“O meu nome é Severino. Mas isso ainda diz pouco. Somos
muitos severinos iguais em tudo na vida. Morremos de morte igual, mesma morte severina.”
Você,
leitor, talvez já conheça uma de minhas histórias. Depois de me retirar para a
Zona da Mata, fui capaz de juntar algumas economias. Foi então que resolvi
fazer uma viagem para rever alguns conhecidos que você, provavelmente, possa
também conhecer.
Minha
primeira visita já começa com uma terrível notícia: meu companheiro, Brás
Cubas, morreu. Felizmente, consegui chegar a tempo de participar de seu
funeral. Eram onze pessoas e havia uma fina chuva caindo sobre nós. Aquele que
proferiu um discurso recebera vinte apólices do finado, segundo rumores. Realmente,
foi um homem que nunca precisou trabalhar. Foi uma visita rápida, pois eu tinha
impressão de que ele nos observava do além.
Continuando
minha viagem, logo veio a minha cabeça fazer uma visita a alguns conhecidos lá
de outras terras, o que necessitaria fazer uma travessia naquela grande extensão
de água. Durante esse tempo, reconheci outro velho amigo que também tinha o
mesmo destino.
Era Martim,
junto de seu filho Moacir. Perguntei então sobre sua mulher, que conheci
durante uma de minhas viagens no litoral nordestino. Tinha longos cabelos
negros, um corpo forte e uma beleza comparável à natureza. Foi então que soube
sobre sua morte.
Afinal,
todos morremos de morte igual, mesma morte severina. Cheguei, finalmente, ao
meu destino.
Primeiramente,
fui visitar Dona Francisca e sua neta, Joaninha. Mas esta também não escapou
das terríveis garras da morte. Soube que seu amado a abandonara, fazendo-a
morrer por amor. O que, aliás, deixou a avó completamente sem rumo e vivendo
uma vida sem sentido.
A morte e a
tristeza estão em todo o lugar. Ao visitar um velho amigo médico meu, soube que
este também morrera depois de descobrir as traições que sua esposa fazia. Esta,
que morrera envenenada e cheia de dívidas, deixando sua única filha sozinha. Uma
grande pena.
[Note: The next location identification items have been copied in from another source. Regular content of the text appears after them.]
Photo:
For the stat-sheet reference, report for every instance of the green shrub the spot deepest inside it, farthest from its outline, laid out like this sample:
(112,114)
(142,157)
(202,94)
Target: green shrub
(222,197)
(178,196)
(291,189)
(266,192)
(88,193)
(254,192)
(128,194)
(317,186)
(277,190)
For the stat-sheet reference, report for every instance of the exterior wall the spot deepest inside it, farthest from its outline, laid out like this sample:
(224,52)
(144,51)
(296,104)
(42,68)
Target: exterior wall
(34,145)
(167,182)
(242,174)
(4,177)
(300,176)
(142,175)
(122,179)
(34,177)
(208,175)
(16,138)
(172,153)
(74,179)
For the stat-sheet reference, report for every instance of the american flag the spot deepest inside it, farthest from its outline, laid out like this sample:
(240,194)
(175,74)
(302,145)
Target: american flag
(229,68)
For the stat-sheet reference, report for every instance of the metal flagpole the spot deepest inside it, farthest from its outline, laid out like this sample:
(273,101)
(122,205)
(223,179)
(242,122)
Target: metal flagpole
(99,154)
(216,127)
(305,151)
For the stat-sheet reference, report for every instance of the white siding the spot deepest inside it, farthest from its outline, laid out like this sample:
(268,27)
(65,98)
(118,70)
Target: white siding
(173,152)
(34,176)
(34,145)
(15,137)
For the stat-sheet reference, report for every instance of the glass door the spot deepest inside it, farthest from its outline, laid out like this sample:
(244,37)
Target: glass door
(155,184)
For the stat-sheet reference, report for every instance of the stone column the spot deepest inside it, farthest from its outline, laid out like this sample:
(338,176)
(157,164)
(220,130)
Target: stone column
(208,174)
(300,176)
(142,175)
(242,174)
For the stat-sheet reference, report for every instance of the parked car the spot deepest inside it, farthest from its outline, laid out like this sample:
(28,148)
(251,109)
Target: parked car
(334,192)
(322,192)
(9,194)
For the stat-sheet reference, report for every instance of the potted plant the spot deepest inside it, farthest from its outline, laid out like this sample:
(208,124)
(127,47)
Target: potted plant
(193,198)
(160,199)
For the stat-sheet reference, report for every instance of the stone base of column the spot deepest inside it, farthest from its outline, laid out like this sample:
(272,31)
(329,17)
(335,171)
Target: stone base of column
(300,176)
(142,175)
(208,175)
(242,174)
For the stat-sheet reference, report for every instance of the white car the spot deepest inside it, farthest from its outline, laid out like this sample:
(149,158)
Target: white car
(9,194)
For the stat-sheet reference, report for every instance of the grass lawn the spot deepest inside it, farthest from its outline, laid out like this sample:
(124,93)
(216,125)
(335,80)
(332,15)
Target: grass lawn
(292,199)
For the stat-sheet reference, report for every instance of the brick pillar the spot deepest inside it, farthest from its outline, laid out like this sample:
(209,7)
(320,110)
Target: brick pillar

Charles era um bom homem.
Fiz a
travessia de volta à minha terra. Aquela terra que “tem palmeiras onde canta o
sabiá”. Pensei muito sobre toda a viagem e percebi afinal que somos todos
severinos. Morremos de morte igual, mesma morte severina.
Refletindo
um pouco à beira da praia, tive a vontade de me atirar no mar e acabar logo com
tudo. Nesse exato momento, um garoto veio ao meu encontro e eu afinal o
reconheci. Comecei então a conversar com ele.
- E como
vai a sua vida, companheiro? Vem acompanhando muitas mortes recentemente?
- Não há o
que fazer, amigo. Pessoas vêm a vão... há algum tempo mesmo presenciei a
partida de minha amada e de meu amigo.
- Estava
pensando, Pedro Bala. Será que faria diferença se eu me atirasse agora mesmo
naquela imensidão de água a nossa frente? Já que é a morte que nos espera no
fim de tudo... não seria melhor, em vez de continuar, acabar com tudo de uma
vez?
Ele ficou
surpreso, parou e então me levou ao trapiche, onde muitas crianças de rua
viviam.
Perguntei
sobre Gato, Volta-Seca, Pirulito e Sem-Pernas, companheiros que havia conhecido
na última visita.
- Cada um
seguiu seu rumo. Gato, por exemplo, foi com sua amante para Ilhéus. Soube que
virou gigolô. Volta-Seca foi viver com seu padrinho, Lampião, junto com os
cangaceiros. Pirulito virou frade. E, finalmente, Sem-Pernas. Este é um dos
partiram dessa vida... – Depois de um silêncio, Bala continuou – Bom,
continuando nossa conversa. Veja, Severino. Não sei bem a resposta para sua
pergunta, mas, observe. – E mostrou todas as crianças do trapiche, brincando
felizes. - Todas passaram por dificuldades na vida, mas algo aconteceu que as
reuniu neste lugar, onde são livres e agora valorizam cada segundo de vida. E
isso vale para todos. Mesmo aqueles que seguiram seu rumo, ou aqueles que
decidiram ficar. Não é incrível? Mais crianças vão chegando e partindo, fazendo
com que esse ciclo de vida continue!
E foi assim
que eu percebi que a vida responde por si mesma. Essas viagens me
proporcionaram muitas descobertas, às quais eu tive o prazer de mostrar a você,
caro leitor. Eis a síntese dessas memórias: “Afinal, não há maior espetáculo
que não seja a vida: vê-la brotar e crescer, resultando em uma explosão. E ela
tem sua importância, mesmo que esta explosão seja a de uma pequena vida severina”.